Sometimes, the Associated Press makes you wonder from what planet they are reporting. Sometimes, the facts are simply wrong or confused. Other times, the facts are laid out in such an inflammatory way that people will be able to take from them what they will.
Today, under the headline "Nearly half of US households escape fed income tax," the AP does that by making it seem as though almost half the country freeloads on the other half by avoiding federal taxes all together. If the headline doesn't give the impression that most of us are purposefully evading taxes, the first paragraphs certainly make it seem that way.
Tax Day is a dreaded deadline for millions, but for nearly half of U.S. households it's simply somebody else's problem.
And the next paragraph, while it has a better explanation, still makes it seem like many families aren't chipping in at all. The truth is, 47 percent of families are either at income levels too low to tax, or they qualified for additional credits and deductions.
What is actually true is, of course, more complicated. Further down in the story, the reporter, Stephen Ohlemacher, explains that much of this is because of the Obama administraton's recession-fighting expansions of tax credits for families who make the median income or below, especially if they have children or bought a house. Some of those won't last forever. But Ohlemacher throws in, as an aside, the fact that families do, of course, pay other taxes, like the sales tax, state taxes, and the Social Security and Medicare/Medicaid taxes. Moreoever, sales taxes take up a bigger proportion of income for a family that makes that little, so it's not as if lower-earners are completely free of taxes. Ohlemacher keeps noting that taxes fund programs that "benefit everyone," like infrastructure and education, but those aren't solely paid for by the federal income tax. In fact, local property taxes form the bulk of education spending.

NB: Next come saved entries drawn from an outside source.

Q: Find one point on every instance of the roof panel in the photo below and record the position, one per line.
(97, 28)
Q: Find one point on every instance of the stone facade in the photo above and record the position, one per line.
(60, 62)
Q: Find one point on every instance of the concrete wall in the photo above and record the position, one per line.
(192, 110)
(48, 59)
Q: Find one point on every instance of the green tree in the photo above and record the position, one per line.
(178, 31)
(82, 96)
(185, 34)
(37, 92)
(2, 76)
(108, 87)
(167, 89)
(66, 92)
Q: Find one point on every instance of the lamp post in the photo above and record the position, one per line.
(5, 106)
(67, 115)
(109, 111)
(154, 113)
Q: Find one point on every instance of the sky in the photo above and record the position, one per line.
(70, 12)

Whenever readers think newspaper reporters have a bias, I always respond that the only real bias is a news-cycle one. Wire reporters have to work on really short deadlines and spend a lot of time making phone calls that are never returned. When you're working in an environment like that, especially if it's on a topic with which you're less familiar, then the first person who calls you back has a lot of power over how the subject is framed, unless you know enough about it yourself. I wonder if that's what happened here, since the first person quoted is from the Heritage Foundation.

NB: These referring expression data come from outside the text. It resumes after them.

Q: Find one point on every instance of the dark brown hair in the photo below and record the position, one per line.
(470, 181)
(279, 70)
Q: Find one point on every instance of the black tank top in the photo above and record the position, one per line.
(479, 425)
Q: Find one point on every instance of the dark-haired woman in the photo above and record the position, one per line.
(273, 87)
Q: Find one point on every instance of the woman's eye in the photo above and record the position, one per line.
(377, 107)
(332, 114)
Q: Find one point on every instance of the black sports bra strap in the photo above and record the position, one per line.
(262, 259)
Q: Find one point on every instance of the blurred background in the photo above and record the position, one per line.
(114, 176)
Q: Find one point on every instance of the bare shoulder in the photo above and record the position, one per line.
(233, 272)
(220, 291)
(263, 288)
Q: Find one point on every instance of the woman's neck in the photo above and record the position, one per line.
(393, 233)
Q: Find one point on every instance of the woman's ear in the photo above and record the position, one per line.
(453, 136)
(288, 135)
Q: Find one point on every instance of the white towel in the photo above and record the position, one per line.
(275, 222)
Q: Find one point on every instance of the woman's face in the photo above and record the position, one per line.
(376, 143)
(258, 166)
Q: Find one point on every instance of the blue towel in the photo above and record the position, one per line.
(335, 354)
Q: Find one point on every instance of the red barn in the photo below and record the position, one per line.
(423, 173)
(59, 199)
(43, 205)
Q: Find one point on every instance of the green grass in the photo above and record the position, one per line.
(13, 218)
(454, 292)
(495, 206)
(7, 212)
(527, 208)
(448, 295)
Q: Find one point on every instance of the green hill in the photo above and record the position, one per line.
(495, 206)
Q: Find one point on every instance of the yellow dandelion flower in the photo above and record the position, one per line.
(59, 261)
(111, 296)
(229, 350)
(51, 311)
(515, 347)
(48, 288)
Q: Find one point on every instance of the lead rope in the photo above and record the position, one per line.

'We have 50 percent of people who are getting something for nothing,' said Curtis Dubay, senior tax policy analyst at the Heritage Foundation.

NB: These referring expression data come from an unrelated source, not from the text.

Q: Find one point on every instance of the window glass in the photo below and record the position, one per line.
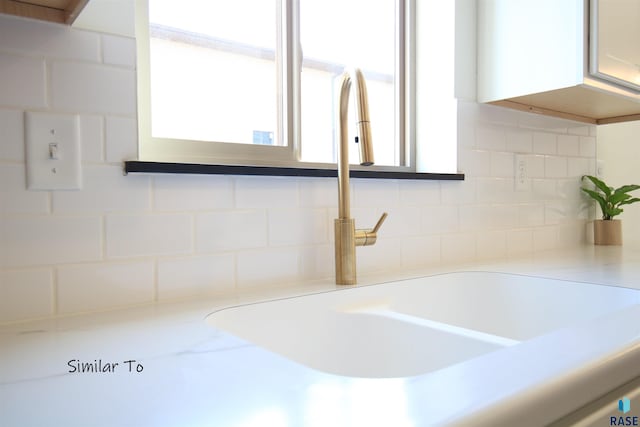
(356, 33)
(213, 70)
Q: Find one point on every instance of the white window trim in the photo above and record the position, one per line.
(421, 156)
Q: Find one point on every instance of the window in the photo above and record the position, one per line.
(253, 81)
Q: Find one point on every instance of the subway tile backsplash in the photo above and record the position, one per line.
(139, 239)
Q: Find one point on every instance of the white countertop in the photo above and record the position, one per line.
(194, 375)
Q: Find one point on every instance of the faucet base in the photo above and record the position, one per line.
(345, 253)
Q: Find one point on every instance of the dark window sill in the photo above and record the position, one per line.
(136, 166)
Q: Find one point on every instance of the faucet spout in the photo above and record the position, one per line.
(356, 78)
(346, 235)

The bigger problem, for Obama anyway, is that all of these people probably still think they're "overtaxed," like a woman in a North Carolina town hall who asked Obama about the health plan.
[M]any people simply look at the difference between their gross pay and their take-home pay and blame the government for the disparity."It's not uncommon for people to think that their Social Security taxes, their 401(k) contributions, their share of employer health premiums, all of that stuff in their mind gets lumped into income taxes," [Clint ] Stretch said.